Bab 17

30 5 0
                                    

Barra terbaring di rumah sakit dengan kondisi tidak sadar. Setelah melihat laki-laki itu tergeletak di pinggir jalan raya dekat taman, Garin segera membawanya ke rumah sakit dengan histeris. Kaki pemuda itu retak, tulang punggungnya memar di beberapa bagian. Kepalanya terbentur aspal dengan keras, untung saja dia tak dinyatakan mengalami gegar otak. Sialnya, sang pengemudi mobil yang menabrak Barra pergi begitu saja, membuat Garin berteriak, mengumpat, dan menangis secara bersamaan ketika melihat kondisi kakaknya.

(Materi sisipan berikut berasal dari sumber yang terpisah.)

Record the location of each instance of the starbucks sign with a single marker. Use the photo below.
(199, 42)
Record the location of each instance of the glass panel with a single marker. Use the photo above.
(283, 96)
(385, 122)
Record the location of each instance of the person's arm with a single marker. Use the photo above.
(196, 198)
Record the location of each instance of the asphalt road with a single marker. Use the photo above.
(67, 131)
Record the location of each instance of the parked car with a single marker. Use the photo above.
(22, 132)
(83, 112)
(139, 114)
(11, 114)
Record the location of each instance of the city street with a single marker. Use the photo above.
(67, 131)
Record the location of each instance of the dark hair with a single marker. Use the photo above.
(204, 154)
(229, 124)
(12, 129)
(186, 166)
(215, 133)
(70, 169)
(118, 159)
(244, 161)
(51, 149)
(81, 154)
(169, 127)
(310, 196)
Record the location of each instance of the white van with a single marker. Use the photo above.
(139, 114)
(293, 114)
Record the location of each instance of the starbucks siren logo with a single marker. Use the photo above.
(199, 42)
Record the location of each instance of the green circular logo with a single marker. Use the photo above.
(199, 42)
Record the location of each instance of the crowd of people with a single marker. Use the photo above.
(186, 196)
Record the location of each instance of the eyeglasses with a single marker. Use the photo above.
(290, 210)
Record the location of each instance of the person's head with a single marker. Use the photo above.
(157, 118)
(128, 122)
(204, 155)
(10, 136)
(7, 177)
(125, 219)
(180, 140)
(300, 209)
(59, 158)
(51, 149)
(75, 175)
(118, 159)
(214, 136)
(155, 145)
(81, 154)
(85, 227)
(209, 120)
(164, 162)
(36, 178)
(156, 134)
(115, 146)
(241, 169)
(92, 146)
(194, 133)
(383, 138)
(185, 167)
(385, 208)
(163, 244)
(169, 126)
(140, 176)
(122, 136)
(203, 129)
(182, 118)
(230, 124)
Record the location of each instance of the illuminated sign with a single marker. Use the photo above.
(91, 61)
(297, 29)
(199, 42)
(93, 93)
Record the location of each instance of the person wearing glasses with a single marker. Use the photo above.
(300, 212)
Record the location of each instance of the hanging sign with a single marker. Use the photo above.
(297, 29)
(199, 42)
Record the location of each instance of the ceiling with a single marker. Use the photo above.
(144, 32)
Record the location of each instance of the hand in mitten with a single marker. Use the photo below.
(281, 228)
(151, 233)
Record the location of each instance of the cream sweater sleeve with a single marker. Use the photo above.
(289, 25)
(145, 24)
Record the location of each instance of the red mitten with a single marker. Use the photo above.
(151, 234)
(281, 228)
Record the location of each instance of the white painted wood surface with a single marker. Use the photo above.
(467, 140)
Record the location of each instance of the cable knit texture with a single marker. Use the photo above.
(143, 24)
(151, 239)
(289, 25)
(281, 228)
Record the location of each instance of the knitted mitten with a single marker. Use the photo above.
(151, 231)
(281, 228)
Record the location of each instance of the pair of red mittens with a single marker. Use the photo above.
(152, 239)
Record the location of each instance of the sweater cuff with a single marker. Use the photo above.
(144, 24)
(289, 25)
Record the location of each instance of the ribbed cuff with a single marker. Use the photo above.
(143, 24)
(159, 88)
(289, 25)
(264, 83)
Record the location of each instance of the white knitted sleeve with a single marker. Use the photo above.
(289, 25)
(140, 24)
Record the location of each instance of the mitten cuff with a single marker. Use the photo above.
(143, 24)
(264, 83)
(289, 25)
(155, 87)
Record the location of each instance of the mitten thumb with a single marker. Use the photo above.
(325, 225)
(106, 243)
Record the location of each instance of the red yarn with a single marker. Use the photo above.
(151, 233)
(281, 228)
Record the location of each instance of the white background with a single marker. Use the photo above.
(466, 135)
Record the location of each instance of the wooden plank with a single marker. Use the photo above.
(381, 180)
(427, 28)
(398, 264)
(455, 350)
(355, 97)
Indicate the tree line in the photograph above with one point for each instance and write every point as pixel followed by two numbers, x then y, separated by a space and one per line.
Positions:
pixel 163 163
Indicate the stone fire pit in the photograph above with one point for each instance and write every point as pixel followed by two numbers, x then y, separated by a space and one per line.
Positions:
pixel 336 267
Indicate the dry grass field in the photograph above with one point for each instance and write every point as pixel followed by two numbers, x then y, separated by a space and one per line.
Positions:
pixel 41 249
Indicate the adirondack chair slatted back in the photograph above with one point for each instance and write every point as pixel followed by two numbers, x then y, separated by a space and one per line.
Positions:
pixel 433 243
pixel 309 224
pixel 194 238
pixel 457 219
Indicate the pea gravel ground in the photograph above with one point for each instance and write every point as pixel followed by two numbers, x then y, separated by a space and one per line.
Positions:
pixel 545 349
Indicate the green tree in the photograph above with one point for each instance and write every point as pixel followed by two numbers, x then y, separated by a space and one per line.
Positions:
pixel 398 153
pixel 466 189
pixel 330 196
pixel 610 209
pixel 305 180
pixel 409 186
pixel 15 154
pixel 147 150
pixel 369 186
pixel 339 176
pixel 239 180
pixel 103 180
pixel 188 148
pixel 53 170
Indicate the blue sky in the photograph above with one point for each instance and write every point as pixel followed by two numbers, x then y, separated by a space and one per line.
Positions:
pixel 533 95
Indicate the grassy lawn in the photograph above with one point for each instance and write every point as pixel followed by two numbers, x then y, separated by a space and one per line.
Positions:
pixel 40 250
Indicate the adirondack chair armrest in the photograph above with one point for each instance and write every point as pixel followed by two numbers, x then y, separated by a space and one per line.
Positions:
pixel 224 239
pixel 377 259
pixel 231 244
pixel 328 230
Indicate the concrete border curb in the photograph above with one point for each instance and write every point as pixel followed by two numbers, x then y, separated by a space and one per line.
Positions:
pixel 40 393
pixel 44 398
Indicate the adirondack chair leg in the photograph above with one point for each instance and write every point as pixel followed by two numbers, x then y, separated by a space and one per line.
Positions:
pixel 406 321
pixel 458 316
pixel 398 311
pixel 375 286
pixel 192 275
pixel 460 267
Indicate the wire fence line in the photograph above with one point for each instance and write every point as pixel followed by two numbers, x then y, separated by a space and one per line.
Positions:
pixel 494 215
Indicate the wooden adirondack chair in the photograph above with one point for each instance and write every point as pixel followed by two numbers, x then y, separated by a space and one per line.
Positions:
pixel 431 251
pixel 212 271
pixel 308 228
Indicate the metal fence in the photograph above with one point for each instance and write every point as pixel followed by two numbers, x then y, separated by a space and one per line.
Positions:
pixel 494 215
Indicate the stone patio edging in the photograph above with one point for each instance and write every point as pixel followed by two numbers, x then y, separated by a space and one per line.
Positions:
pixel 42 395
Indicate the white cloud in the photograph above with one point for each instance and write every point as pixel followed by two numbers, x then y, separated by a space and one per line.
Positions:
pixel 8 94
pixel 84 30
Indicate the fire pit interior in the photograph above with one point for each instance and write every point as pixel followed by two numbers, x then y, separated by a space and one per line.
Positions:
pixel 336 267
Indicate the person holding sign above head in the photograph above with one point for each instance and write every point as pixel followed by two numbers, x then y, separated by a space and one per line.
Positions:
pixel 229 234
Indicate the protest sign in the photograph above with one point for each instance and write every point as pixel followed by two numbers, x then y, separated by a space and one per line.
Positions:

Waktu telah menunjukkan pukul sembilan malam. Garin bermalam di rumah sakit, menunggu Barra yang belum juga sadar sedari tadi siang di kamar ICU. Sebenarnya, perawat di sana menyuruh Garin untuk pulang, tetapi dia menolak dengan tegas.

“Saya cuma tinggal berdua sama kakak saya, Suster. Saya enggak punya siapa-siapa lagi di rumah. Saya mau tunggu kakak saya di sini sampai dia sadar.”

Dan suster itu mengizinkannya. Jadi, di sana lah dia malam ini; duduk di sebuah bangku kecil di samping ranjang ICU yang ditempati Barra. Dia menatap wajah Barra yang sedang menutup mata, seperti seseorang yang sedang tidur. Dan Barra memang tidur, hanya saja dengan tambahan selang infus dan beberapa perban.

Garin tetap diam memandang wajah kakaknya untuk waktu yang sangat lama. Kamar ICU itu hening, membuatnya semakin larut dalam emosi. Dia menggenggam tangan Barra yang bebas dari selang infus, tak melepaskan barang sedetik pun.

“Harusnya tadi aku enggak suruh Abang beli minum,” gumamnya. Dia mengguncang tangan Barra pelan. “Bang? Bang Barra dengar aku, ‘kan?”

Tak ada jawaban. Garin semakin jatuh dalam suasana hati yang benar-benar buruk. Antara kerinduan yang belum tersampaikan, serta harus melihat seseorang (yang menjadi satu-satunya keluarga untuknya) berbaring diam bukan karena tidur. Dia menangis, benar-benar menangis, bukan hanya sekadar menjatuhkan sebutir-dua butir air mata.

“Harusnya aku tadi enggak suruh abang beli minum,” ulangnya lagi di sela tangisnya. Tangannya tetap menggenggam tangan yang tertua, berharap jemari itu berbalik menggenggamnya.

Satu menit setelahnya, Avis menelepon. Waktu yang tepat!

Garin menghentikan tangis, lalu menjawab panggilan di detik yang ke lima.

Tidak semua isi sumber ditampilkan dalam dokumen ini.